Otherwise it is concept_id={9536, 9546, 9363}

Nice to know, thanks

And the question is if we want to standardize to km and get rid of the field altogether

Since it simplifies things, sounds good for me. Anyway, Atlas / other tools will be able to convert units and therefore still allow end-user to work with any unit types

vojtechhuser commented 5 years ago

So nearest LabCorp may be 5 miles and nearest dialysis facility may be 15 miles. To calculate distance, (and assuming patient home is point A) - what are the specs for point B ?

clairblacketer commented 5 years ago

This is going to be discussed at the 4/9/2019 CDM meeting

clairblacketer commented 5 years ago

Here is the link to the vote for this proposal.
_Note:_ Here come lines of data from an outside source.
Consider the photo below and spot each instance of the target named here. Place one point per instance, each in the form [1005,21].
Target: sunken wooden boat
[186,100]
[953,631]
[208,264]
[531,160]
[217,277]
If it passes it will go to the dev branch first and then a later discussion an vote will be held to put it in production.

don-torok commented 5 years ago

What is disadvantage of adding longitude and latitude as attributes of location table, other than they will be NULL for the vast majority of CDMs. Then location can be determine via your query.

cgreich commented 5 years ago

http://forums.ohdsi.org/t/cdm-votes-from-09apr2019-meeting/6590/5

clairblacketer commented 1 year ago

Closing as latitude and longitude were added to the location table.